In contrast, the painting's left panel flattens space, and a wall with a map halts the viewer. It takes a while to see it, but everything about the painting speaks of the balance of opposites. Black and white, red and blue are archetypal complements. One panel is light, the other darker. One draws the viewer's eye into the foreground and present tense of the painting; the other into infinite space near and far. An astonishing variety of cubes and spheres call to one another. This painting, titled ``World Game,'' is all about paradox and balance.
In art, there are many kinds of balance. Artist Clark Richert embraces the balance of symmetry with a singular devotion.
But the symmetry he seeks to create emerges from his experiments with the balance of opposites.
``World Game'' was inspired by the writings of Buckminster Fuller, who proposed that a computer-operated ``world game'' be played by representatives of every nation, who would solve the world's problems on an enormous sphere (shown in the center of the painting). In doing so, they might come to realize that humanity's problems are, in fact, solvable.

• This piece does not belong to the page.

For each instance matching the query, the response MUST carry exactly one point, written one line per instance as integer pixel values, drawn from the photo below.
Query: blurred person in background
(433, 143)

Mr. Richert is interested in the world. He studied science and math in high school, and was about to follow in the footsteps of his scientist brothers and sister, when he suddenly switched to art. Now the chairman of the Fine Arts Program at Rocky Mountain College of Art and Design in Denver, Richert says scientific theory is still an essential component of his work, but he realized early on that all scientific theory still fails to touch what he calls the ``c'' word - consciousness.
He speaks of 10-dimensional space, illustrates six-dimensional space in another painting, and still involves the ``golden mean'' or ``divine proportion'' of classical Greek art in much of his work, which he says, shows up with unexpected variety in nature and math. ``When the smaller part is to the larger part as the larger part is to the whole'' you have the golden mean, he says.
``Symmetry simplifies,'' says Richert. ``I like simplicity.... At one time, my whole concern was pattern and symmetry. Somewhere along the line, [the paintings seemed] too austere. So I decided I would try to think of symmetry in a different way. I decided if I was truly interested in the symmetrical, I had to balance the representational with the abstract, the constructive (the planned, deliberate, cerebral) with the spontaneous gesture of Expressionism, the objective or rational with the subjective or intuitive.''
He describes the sudden perception that intuition affords as the deep probe into nature, clarity unrestricted by self-doubt, the sense that one part leads to another in a confident and direct way.
``I now feel that when intuition is operating, then the best art is produced,'' he says.